On Tuesday, agriculture officials confirmed that the bird flu outbreak that has spread throughout the Midwest for months had reached Nebraska, making it the 16th state affected. “There is no food safety risk for consumers,” the Iowa Poultry Association has stated. “Chickens, turkeys and other poultry infected with bird flu will be destroyed and will not enter the food supply.”
Still, Iowa Governor Terry E. Branstad declared a state of emergency on May 1 due to the avian influenza outbreak. The virus may pose no risk to humans, but it is already having an impact on prices at the grocery store. In some cases, shortages have made it difficult for shoppers to buy eggs.
For now at least, the biggest impact of the virus is on egg prices, because so many egg-producing hens have died or had to be killed. In Iowa, the country’s leading egg producer, more than 26 million hens have been lost since the virus appeared several months ago.
“A consensus of economists who work in the area is that for every million birds we lose, we’ll see about a 1.6 percent price increase,” Dr. Dermot Hayes, an agricultural economist at Iowa State University, explained to an Iowa TV station last week. “We’re looking at between a 20-30 percent increase in retail prices.”
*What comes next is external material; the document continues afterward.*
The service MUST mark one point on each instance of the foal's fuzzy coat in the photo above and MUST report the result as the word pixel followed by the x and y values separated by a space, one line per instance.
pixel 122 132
According to the Associated Press, the price of a carton of eggs at supermarkets has increased 17% over the last month, hitting an average of $1.39. Bulk prices paid for eggs by cake mix and mayonnaise manufacturers, meanwhile, have spiked 63% over the past two-and-a-half weeks. Turkey prices are up as well, with breast meat at delis rising 10% since mid-April. So far, chicken prices appear to be unaffected.
Still, egg prices remain far below their record highs in the Midwest. Last fall, according to the AP—egg prices soared in the Midwest, breaking records day after day and eventually hitting a high of $2.18 per dozen.
Meanwhile, a disruption in the egg supply has resulted in egg shortages in the Minneapolis area that have been described as “temporary.” Walmart and Target stores in the Twin Cities say that they have experienced no issues with getting eggs, but local supermarket chains such as Cub Foods and Kowalski’s have reported shortages.
Since the flu is thought to be spread by migratory birds, many are concerned about what will happen in the fall, when birds fly south for the winter.